Thursday, October 6, 2011
Not All Breast Cancer Survivors Wear Pink
Meet my new friend, Bob, fellow Hero of Hope 2012, who proudly represents Relay for Life Burbank.
Bob and I met at Summit, and I was so moved and touched and shocked by his story.
Bob and I have something in common, more than we are both cancer survivors.
Like me, Bob is a breast cancer survivor.
This is Bob's story:
I grew up in Burbank, California. I lived my whole life there, got married, raised my 2 sons there, worked for the City for 40 years. But my wife, Carol and I had always dreamed of living in the mountains, but never could quite break away from Burbank. Then finally June 30, 2009, we moved to our dream home in the mountains at Lake Gregory. 5,000 feet, pines trees, a lake, we could finally live our dream.
During the move it was hot and I took off my shirt. My wife looked at my left nipple and said “What is going on there?” My left nipple was retracting. I said “I don’t know, I am getting fatter and older and everything is beginning to sag.”
Well after my wife urging me (nagging me) I finally called the Dr. and made an appointment. I showed him my left nipple and explained our concern. He shrugged his shoulders and said “I don’t know, but don’t worry about it.” A month later I went back to my Dr. for another issue, and he said to me “I was doing some inquiring and a retracting nipple is a sign of breast cancer. Don’t worry about it, but I want you to have a mammogram." Not so easy for us guys.
Well a lump was found, a needle biopsy was done, and on December 3, 2009, I heard those words that no one wants to hear:
YOU HAVE CANCER!
Invasive Ductal Carcinoma. Yes, breast cancer, Yes I said breast cancer.
I am one of approximately 2300 men that are diagnosed with breast cancer every year.
I am lucky the St. Joseph's Breast Center helped me get information on breast cancer, although every single bit of it referred to "her" and "she." Never "he" or "him." Yes there is still work to be done.
On January 12, 2010 I had a mastectomy of my left breast. That was followed by 4 rounds of Chemotherapy. Today I am cancer free! I am a cancer survivor, that puts me into an exclusive club of amazing people that have beat this horrible disease.
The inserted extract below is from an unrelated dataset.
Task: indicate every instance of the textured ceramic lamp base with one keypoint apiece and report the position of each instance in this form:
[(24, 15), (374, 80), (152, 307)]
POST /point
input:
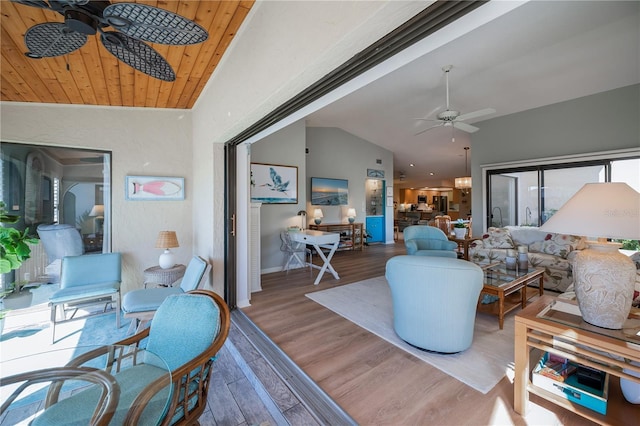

I thank my friend Bob for sharing his story with me, so I could share it with you. Although breast cancer among men is rare, (1 in 1000 lifetime risk, compared to 1 in 8 for women), who knew that some of the same signs for breast cancer that woman often overlook, like an inverted nipple, can also be a sign of breast cancer in a man.
Thank goodness for the loving "nagging" of Bob's wife Carol, that helped save her husband's life. This is from the American Cancer Society's web site, cancer.org:
What if Bob and Carol had ignored Bob's retracted nipple?
Breast Cancer Awareness. It's for everybody. She's and He's.
Thank you Bob, for your courage, infectious spirit and charming presence, it was a real honor and pleasure to meet you. You set my inspiration on fire!